Não há, creio, quem não tenha passado pela vida sem alguma grande frustração. Eu gostaria de ter escrito a biografia de Elisinha Gonçalves, que veio a ser esposa do embaixador Walther Moreira Salles. Elisinha era mineira, nasceu em Santa Luzia. Quando para lá mudei, em 1953, seguindo meu pai em seu ofício de juiz de direito, ela já estava casada, havia pouco, com o famoso banqueiro. Era um mito. Bela, elegante e muito ilustrada – como, finalmente, pude constatar –, causava furor. As páginas de “O Cruzeiro”, que eu devorava nos degraus de nossa casa na rua Direita, traziam-na estampada, com frequência, em suas reportagens. No lusco-fusco das lembranças, nem mesmo sei dizer se cheguei a vê-la pessoalmente ou saber quem era um menino que morava na casa de seus parentes... Nunca consegui encontrar fontes para escrever sobre ela. Mas, agora, sinto-me reconfortada.

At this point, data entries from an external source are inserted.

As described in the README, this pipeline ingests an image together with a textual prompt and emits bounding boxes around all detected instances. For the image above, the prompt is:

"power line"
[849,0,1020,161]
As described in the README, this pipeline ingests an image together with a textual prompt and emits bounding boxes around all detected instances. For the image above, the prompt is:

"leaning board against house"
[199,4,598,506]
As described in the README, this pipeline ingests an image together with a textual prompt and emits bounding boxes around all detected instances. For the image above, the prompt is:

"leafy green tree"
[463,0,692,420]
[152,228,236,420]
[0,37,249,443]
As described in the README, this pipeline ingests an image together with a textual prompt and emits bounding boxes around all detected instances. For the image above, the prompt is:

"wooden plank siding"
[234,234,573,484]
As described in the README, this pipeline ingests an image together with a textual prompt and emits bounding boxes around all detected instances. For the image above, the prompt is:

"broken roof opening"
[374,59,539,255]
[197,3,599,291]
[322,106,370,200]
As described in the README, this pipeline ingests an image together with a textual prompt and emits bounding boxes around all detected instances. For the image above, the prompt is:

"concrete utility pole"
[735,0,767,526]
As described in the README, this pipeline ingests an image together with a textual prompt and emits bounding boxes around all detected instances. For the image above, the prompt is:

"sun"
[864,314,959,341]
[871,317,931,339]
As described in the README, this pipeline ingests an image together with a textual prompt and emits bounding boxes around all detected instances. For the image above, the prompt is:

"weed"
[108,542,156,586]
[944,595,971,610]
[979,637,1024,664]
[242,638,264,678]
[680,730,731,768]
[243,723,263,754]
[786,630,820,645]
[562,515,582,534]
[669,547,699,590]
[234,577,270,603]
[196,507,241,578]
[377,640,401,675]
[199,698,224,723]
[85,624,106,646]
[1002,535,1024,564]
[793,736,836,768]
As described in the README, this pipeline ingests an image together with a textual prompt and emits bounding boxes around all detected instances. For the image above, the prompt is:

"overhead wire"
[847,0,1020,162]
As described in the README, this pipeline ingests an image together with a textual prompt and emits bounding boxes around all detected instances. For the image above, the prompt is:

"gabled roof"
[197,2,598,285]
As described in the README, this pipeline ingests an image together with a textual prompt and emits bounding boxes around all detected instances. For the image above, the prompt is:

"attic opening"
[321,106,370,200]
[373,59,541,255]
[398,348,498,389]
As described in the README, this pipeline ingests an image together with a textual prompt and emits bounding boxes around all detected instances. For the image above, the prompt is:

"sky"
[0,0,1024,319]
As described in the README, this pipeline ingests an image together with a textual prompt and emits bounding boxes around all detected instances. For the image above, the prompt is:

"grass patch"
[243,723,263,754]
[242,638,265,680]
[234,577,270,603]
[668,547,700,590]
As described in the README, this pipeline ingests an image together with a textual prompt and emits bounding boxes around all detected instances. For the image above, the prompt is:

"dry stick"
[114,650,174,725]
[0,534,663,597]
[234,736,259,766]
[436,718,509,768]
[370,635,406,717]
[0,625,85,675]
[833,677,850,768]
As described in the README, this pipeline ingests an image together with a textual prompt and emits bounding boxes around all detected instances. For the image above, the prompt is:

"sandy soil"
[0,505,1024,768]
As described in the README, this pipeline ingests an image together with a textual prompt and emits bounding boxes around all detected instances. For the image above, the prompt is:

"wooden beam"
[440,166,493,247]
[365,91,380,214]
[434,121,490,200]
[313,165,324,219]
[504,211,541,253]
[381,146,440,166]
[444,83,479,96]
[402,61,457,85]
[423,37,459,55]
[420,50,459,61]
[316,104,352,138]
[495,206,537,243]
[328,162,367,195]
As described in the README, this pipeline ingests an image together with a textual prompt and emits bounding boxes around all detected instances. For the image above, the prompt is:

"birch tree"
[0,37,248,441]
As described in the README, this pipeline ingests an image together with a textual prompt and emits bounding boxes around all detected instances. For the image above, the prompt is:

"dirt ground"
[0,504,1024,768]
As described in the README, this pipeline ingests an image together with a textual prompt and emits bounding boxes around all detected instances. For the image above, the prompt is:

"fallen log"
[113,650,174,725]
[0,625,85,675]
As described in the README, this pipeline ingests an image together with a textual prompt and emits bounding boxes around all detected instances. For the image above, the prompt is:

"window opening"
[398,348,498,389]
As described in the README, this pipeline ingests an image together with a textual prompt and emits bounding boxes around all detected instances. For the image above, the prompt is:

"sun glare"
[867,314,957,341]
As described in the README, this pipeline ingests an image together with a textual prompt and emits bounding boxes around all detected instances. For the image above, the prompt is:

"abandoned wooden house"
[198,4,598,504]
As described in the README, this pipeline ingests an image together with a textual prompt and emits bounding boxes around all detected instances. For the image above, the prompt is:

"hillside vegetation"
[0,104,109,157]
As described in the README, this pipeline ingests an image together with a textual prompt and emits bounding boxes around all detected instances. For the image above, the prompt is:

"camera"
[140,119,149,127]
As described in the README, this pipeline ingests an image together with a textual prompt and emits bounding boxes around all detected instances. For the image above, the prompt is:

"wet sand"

Conduzida pela direção de seu filho, João Moreira Salles, pude assistir ao delicado “patchwork” cinematográfico que ele empreendeu em homenagem a sua mãe: “No Intenso Agora”. Muitos anos passados da trágica morte de Elisinha, seu filho logrou, agora, lidar com essa dor de forma... intensa. E o conforto por meu fracasso veio acompanhado de um alumbramento indizível. É que assisti ao documentário no Instituto Moreira Salles, localizado na belíssima mansão que servia de residência da família, no bairro da Gávea, no Rio de Janeiro. Que, aliás, serve de cenário para algumas cenas do filme. Já ouvira falar dessa edificação em “Santiago”, também dirigido por João Moreira Salles, pela voz e pela emoção do mordomo argentino que havia prestado serviços à família por muitos anos. Por aqueles salões passaram banqueiros, empresários, políticos e artistas em banquetes e festas memoráveis. Hoje, esses mesmos salões acolhem uma magnífica exposição fotográfica sobre os momentos mais conflitivos da história do Brasil no período republicano.
João parte das imagens que sua mãe gravara em uma viagem à China, em 1966, no início da Revolução Cultural – ocasião em que, no seu dizer, ela teria sido mais feliz –, para discutir o tormentoso dilema dos que, tendo gozado daquilo que a vida burguesa proporciona de bom e de melhor, se propõem a pensar, como diria Gonzaguinha, que “a vida devia ser bem melhor, e será”. Mas para todos.
Convido o leitor a assistir ao filme, sugerindo, desde logo, que venha a se inteirar, antes, dos acontecimentos que sacudiram o mundo no ano de 1968. Apenas antecipo que o espectador será tomado pelo arrebatamento dos que experimentam situações extremas e depois têm de se recolher ao insignificante dia a dia. Lembrei-me dos versos de René Charr, militante da Resistência francesa na Segunda Guerra Mundial, que, ao final dessa, lamenta a cadeira vazia onde antes se assentara a Liberdade. E, mais do que sentir, compreenderá, então, neste nosso mundo presente, tão marcado pela distopia, por que um rebelde estudante de Paris, em maio de 1968, em sua viagem rumo à utopia definitiva, pichou nas paredes: “por debaixo dos paralelepípedos, a praia”.